Multipotentialite – jack of all trades, master of none – problem?

“The old paradigm said people have one job and do one thing. Maybe the new one says ‘I do what I like and I reserve the right to multitask and change what I like at a moment’s notice without explanation’.”

It’s a bit of a mouthful, but this week I have learnt that I am a multipotentialite. I came across Emilie Wapnick’s TED talk, ‘Why some of us don’t have one true calling’ , and as I got listening I had one of those aha moments which happens when someone expresses something that you deeply know to be true but have never heard articulated before. A multipotentialite is a person who has many different interests and creative pursuits in life. They are the opposite of a specialist. Multipotentialites thrive on learning, exploring and mastering new skills. They use their versatile creativity to innovate and solve problems.

Until last year, I worked as a GP for 10 years, which I see now, provided me with the perfect multipotentialite playground; GPs being the ultimate medical generalists. GPs never quite know what clinical conundrum will present itself next or what unusual scenario will unfold within the confines of the consultation and there is a certain thrill in co-constructing an outcome that resonates with your patient from a unknown, unique, uncharted territory. That was one of the things I loved about the role. My second choice of medical career would have been in emergency medicine because it provided the same delightful knickerbocker glory of situations. Hearing the description of a multipotentialite helped me understand why the generalist life was for me; it allowed me to flex my metaphorical muscles in many different areas of medicine and human life. 

It also helps me understand where I am now. Strangely, I have always said even in the best times as a doctor, “I think I have another career in me”. I wasn’t able to say what that was or when it might happen but I always had a feeling there would be more. At school, I struggled to know what I wanted to do. At the time, it felt like indecision. Now, reframed, it was not indecision but because my natural propensity to want to try it all, that made it difficult to choose. Often, I have grieved the shrinking of subjects that happened throughout my senior school career. I wish I had been able to hold onto creative subjects for longer. I wonder what would have happened if I had continued to be supported to create art and experiment with creative writing back then. 

It seems to me that my multipotentiality is both friend and foe. As I lean into the next phase of my working life, I have so many things that I am interested in and so many things that I would like to take further, that it is hard to forge a path onward. Really, it is a joy that there is not enough time in my day to do all the things I want to. I could truly fill my days five times over with writing, creating, gardening, connecting, reading, considering, engaging, learning, listening and finding out about the world. It is exciting to have a brain that sees potential in every encounter, that wonders about the opportunity here and considers the value in bringing that thing over there to life. But how to find the next right thing? How to focus the mind to bring something to fruition? 

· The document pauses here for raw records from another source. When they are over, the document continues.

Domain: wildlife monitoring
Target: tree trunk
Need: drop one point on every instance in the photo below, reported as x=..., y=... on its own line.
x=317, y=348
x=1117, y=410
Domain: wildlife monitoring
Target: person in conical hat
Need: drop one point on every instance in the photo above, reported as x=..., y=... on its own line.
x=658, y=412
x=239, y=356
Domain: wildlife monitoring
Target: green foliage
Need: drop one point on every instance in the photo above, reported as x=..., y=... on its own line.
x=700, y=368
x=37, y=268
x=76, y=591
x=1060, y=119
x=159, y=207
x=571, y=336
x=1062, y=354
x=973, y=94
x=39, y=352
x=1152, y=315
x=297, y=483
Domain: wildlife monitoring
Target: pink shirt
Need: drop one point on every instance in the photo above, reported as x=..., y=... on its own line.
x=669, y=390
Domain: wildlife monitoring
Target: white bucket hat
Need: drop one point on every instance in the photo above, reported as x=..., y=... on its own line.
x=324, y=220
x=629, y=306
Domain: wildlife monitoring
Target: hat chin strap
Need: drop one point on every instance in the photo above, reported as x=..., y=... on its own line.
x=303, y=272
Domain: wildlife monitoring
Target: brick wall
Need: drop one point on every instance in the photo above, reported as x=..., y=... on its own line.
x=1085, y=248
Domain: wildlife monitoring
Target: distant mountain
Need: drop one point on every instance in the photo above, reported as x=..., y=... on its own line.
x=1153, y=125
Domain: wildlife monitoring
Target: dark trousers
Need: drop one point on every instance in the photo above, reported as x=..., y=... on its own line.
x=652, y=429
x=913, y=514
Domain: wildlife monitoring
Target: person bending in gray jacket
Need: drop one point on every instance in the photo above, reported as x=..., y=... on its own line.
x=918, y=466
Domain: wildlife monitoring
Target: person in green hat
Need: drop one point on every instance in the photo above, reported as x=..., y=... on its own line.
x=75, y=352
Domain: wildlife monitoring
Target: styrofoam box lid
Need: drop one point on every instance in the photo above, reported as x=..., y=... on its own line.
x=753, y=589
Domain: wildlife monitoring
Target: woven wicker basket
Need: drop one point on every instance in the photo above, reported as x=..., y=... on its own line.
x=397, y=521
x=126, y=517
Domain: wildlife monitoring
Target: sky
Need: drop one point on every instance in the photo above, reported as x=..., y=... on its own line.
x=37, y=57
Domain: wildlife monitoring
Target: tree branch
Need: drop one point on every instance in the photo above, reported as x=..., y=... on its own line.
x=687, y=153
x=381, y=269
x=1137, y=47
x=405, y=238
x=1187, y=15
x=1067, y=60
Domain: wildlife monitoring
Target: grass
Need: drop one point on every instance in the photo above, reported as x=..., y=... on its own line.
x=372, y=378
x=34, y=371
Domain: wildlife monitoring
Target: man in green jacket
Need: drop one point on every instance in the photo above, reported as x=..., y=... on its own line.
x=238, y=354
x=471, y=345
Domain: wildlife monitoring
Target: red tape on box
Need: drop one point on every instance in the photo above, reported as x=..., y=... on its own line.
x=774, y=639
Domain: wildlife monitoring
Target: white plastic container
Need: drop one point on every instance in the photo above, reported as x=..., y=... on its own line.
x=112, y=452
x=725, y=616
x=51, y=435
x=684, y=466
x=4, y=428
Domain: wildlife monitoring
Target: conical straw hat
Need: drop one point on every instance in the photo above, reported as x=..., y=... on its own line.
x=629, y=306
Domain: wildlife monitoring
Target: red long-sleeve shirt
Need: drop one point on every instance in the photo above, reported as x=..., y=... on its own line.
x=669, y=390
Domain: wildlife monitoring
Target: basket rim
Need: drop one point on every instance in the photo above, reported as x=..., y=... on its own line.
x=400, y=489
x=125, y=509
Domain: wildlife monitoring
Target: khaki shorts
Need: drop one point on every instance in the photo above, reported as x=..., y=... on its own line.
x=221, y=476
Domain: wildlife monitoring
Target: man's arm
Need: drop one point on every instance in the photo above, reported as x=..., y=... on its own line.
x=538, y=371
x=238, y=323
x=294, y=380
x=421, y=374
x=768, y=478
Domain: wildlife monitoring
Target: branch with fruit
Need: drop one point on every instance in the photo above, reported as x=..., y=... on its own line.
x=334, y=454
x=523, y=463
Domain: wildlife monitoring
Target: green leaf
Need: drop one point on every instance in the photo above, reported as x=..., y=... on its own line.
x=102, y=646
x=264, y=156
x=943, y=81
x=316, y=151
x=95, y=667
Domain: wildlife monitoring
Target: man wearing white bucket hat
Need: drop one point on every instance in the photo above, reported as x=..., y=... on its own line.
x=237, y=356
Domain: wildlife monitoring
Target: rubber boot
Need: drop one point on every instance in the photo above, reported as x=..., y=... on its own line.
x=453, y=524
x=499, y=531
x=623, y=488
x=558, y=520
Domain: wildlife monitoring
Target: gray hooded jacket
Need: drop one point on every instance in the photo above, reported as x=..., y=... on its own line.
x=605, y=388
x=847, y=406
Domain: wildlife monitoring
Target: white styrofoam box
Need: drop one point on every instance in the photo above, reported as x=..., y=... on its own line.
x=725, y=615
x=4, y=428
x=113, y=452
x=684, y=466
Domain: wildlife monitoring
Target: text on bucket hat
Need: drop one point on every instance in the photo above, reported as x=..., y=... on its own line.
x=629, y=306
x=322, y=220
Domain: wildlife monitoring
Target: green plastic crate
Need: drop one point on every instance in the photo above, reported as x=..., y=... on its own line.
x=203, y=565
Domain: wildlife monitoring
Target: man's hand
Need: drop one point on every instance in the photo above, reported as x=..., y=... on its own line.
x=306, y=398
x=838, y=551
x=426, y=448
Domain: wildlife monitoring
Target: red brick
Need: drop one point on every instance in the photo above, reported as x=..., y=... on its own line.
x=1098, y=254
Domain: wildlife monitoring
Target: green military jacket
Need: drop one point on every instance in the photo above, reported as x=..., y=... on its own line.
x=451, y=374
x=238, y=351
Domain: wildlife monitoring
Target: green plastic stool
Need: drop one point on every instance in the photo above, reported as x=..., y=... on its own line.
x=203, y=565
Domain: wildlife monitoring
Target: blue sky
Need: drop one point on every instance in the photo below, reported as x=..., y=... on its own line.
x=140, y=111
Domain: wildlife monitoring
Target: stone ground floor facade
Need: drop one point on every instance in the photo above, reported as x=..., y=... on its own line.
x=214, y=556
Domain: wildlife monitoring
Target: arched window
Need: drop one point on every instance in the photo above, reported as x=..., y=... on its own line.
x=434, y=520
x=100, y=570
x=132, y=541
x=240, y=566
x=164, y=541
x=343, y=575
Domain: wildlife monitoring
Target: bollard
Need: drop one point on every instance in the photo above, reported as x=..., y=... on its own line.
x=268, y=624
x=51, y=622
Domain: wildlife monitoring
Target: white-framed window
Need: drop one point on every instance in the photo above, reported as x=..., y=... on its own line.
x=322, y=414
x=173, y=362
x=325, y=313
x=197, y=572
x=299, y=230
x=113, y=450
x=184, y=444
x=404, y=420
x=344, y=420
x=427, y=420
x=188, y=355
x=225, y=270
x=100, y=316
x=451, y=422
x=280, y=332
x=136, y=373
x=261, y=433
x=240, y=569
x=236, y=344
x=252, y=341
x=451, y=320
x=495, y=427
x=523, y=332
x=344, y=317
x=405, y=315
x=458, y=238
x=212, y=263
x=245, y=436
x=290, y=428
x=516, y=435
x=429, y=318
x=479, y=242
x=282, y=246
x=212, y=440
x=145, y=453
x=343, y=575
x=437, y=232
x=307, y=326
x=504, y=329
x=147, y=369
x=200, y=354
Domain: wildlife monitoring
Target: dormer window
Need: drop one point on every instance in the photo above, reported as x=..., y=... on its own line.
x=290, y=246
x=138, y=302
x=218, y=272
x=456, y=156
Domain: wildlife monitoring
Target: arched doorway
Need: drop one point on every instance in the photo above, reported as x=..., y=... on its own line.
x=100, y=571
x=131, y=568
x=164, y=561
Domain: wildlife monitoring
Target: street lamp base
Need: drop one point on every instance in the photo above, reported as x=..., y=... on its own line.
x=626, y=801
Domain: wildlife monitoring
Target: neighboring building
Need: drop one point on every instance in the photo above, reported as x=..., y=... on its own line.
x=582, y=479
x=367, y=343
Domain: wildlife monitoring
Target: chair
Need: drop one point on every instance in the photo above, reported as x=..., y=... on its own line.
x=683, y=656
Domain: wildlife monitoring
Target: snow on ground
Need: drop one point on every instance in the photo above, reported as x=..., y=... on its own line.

Over the last six months, I have described my working life as ‘bitty’, ‘all over the place’ and ‘chaotic’. When people have asked me what I’m doing, I have joked that I have no idea what is going on as my fingers are in so many pies. I have felt awkward explaining it all. Maybe because of a  deep-seated worry that ‘no-one who is doing so many things can really be taken seriously’. ‘First she leaves her perfectly good, respectable, professional job and now, she’s doing who knows what’…..says my ego. Maybe I’ve got this all wrong though. Maybe the fact that I have been trying out writing blogs, teaching, consulting and podcasting alongside enjoying gardening, reading, crocheting, drawing and writing poetry is actually my superpower. I’m doing it because I’m made that way. The multipotentialite in me is being nourished. The old paradigm said people have one job and do one thing. Maybe the new one says ‘I do what I like and I reserve the right to multitask and change what I like at a moment’s notice without explanation’.